Dia menyoroti ketidak wajaran dalam proses penerbitan sertifikat atas nama Polri, mengungkapkan bahwa pihak Kantor Pertanahan Jakut mengklaim dasar penerbitan sertifikat atas nama Polri adalah karena lahan tersebut dulunya adalah asrama. Padahal, hal tersebut dibantah oleh Renny.
“Pada tahun 1955 atau tahun 60-anlah, pihak PT Pelindo menugaskan Polisi Perintis untuk menjaga keamanan di lingkungan Pelabuhan Tanjung Priok, dibangunlah Rumah-rumah sederhana disini untuk polisi polisi yang bertugas di pelabuhan, jadi bukan Polri yang membangun, tetapi tanah tsb adalah
Tanah Pelindo (Pelabuhan Indonesia),” kata Renny.
Ia mengatakan pihak Polri mengajukan tiga alat bukti di dalam persidangan tetapi tidak ada Warkah, sementara pihaknya menyampaikan ratusan alat bukti.
Renny juga menjelaskan pihaknya melaporkan dugaan mal administrasi yang dilakukan oleh Kantor pertanahan kota administrasi Jakut dalam proses PTSL kepada Ombusman RI Perwakilan Jakarta Raya, Komnas HAM hingga kementerian ATR.

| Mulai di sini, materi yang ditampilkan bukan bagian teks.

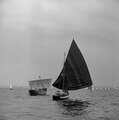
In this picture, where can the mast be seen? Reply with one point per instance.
(64, 71)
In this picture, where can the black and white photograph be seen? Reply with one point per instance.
(59, 60)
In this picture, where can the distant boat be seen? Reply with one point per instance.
(74, 75)
(11, 86)
(39, 87)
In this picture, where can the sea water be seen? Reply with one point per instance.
(102, 104)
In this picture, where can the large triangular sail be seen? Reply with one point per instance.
(77, 75)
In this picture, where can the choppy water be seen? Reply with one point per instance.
(16, 104)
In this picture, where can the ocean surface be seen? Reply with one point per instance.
(100, 104)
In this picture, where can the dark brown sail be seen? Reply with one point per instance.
(76, 71)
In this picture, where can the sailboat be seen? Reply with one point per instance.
(74, 74)
(11, 86)
(39, 87)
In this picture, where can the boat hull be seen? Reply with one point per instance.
(37, 92)
(56, 97)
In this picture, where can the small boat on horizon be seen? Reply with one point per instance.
(39, 87)
(74, 74)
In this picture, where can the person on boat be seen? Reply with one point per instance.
(65, 92)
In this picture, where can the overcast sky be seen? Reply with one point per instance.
(35, 33)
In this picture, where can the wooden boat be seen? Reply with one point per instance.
(39, 87)
(74, 74)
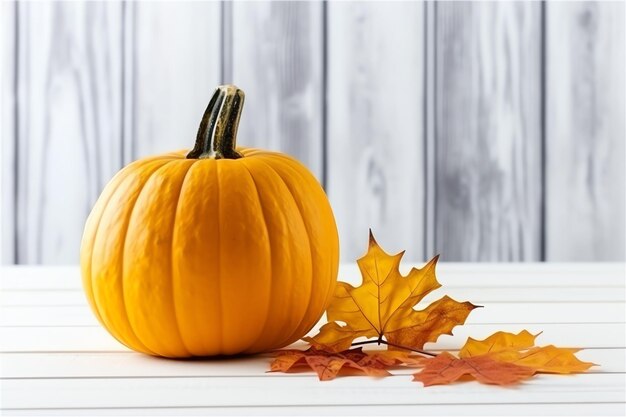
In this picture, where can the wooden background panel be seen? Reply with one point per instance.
(176, 54)
(68, 119)
(375, 125)
(585, 131)
(277, 59)
(487, 133)
(8, 51)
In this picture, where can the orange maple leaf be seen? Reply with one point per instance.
(328, 365)
(520, 349)
(502, 358)
(446, 368)
(382, 306)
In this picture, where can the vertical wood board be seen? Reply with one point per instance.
(375, 125)
(8, 21)
(277, 59)
(488, 131)
(69, 119)
(586, 131)
(175, 48)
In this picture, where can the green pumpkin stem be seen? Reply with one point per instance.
(217, 135)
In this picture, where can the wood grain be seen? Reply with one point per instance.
(488, 131)
(586, 131)
(68, 119)
(375, 125)
(175, 53)
(8, 102)
(277, 60)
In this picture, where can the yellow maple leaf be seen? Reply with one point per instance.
(382, 306)
(520, 349)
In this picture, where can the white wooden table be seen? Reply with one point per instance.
(57, 360)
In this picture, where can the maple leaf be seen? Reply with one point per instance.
(520, 349)
(446, 368)
(502, 358)
(383, 306)
(327, 365)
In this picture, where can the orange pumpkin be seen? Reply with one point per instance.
(217, 251)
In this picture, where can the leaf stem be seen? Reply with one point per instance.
(384, 342)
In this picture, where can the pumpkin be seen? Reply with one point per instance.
(218, 251)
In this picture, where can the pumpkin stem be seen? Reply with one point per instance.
(217, 134)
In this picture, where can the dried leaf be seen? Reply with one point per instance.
(328, 365)
(383, 305)
(445, 368)
(520, 349)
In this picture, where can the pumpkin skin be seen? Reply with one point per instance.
(210, 256)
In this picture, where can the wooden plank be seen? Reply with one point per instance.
(136, 365)
(69, 122)
(176, 67)
(8, 108)
(95, 339)
(291, 391)
(503, 275)
(585, 131)
(277, 59)
(375, 125)
(582, 409)
(488, 131)
(477, 294)
(506, 313)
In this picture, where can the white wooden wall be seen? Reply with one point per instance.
(486, 131)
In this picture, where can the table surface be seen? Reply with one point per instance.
(57, 360)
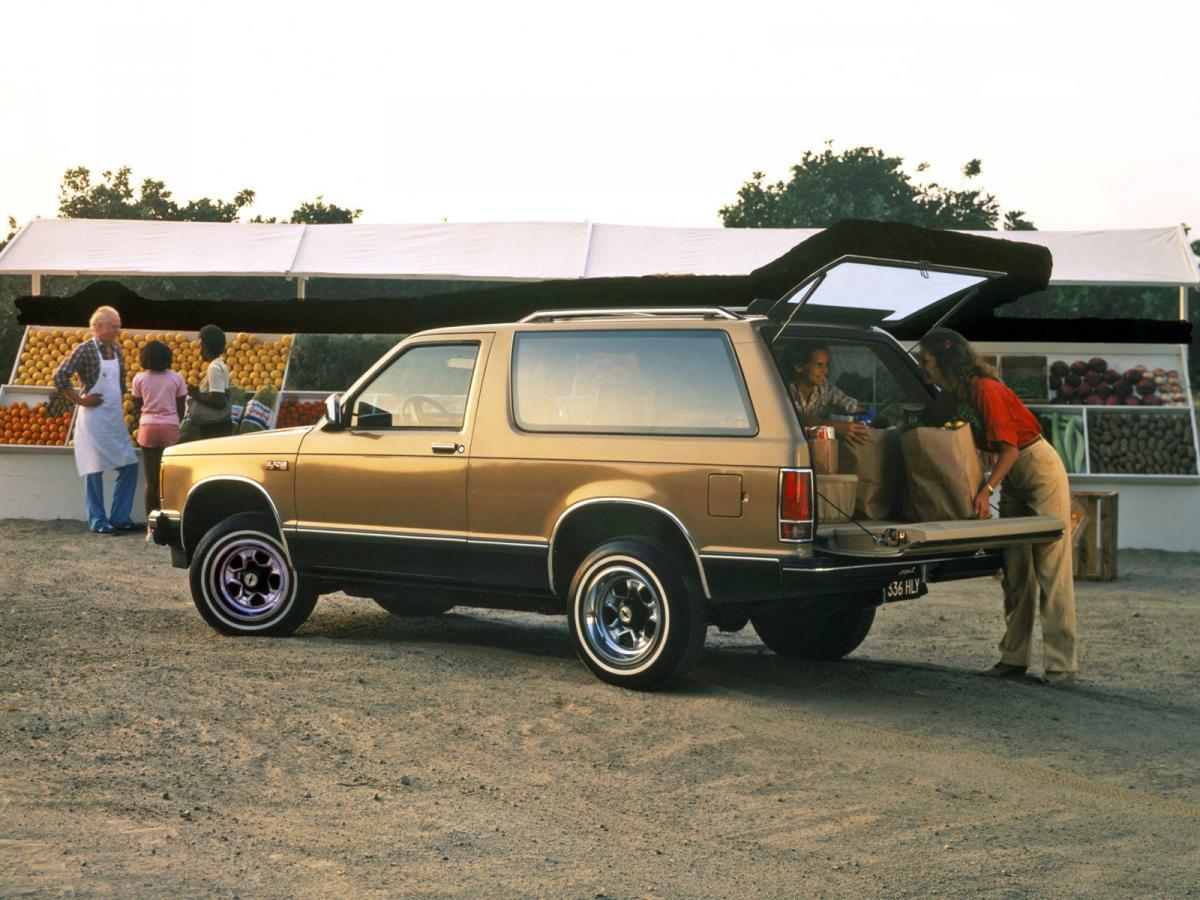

Hingga pada akhirnya Ombudsman RI mengirimkan surat penutupan laporan pada tgl 17 September 2023 menjelaskan bahwa tanah yang terletak di Jl. Gorontalo Kelurahan Sungai Bambu telah terbit Sertifikat Hak Pakai No. 767/Sungai Bambu atas nama Kepolisian Negara Republik Indonesia.
Diketahui bahwa 75 warga sebagai penggugat telah membayar Pajak Pajak Bumi dan Bangunan (PBB) kurang lebih sejak 44 tahun silam. Selain itu, ada beberapa warga yang memiliki Iuran Pembangunan Daerah (Ipeda) sejak tahun 1979.
Mereka juga memberikan bukti surat berupa rekaptulasi pembayaran PBB yang menunjukkan bhw pembayaran Pajak Bumi Bangunan (PBB) lunas hingga tahun 2023.
Ia juga mengklaim 75 warga sebagai penggugat telah membangun fasilitas unum dan fasilitas sosial seperti tempat Ibadah dibangun sepenuhnya dengan biaya swadaya dari warga dan masyarakat.
Hingga berita ini ditayangkan WahanaNews.co belum mendapatkan keterangan resmi dari pihak Polri.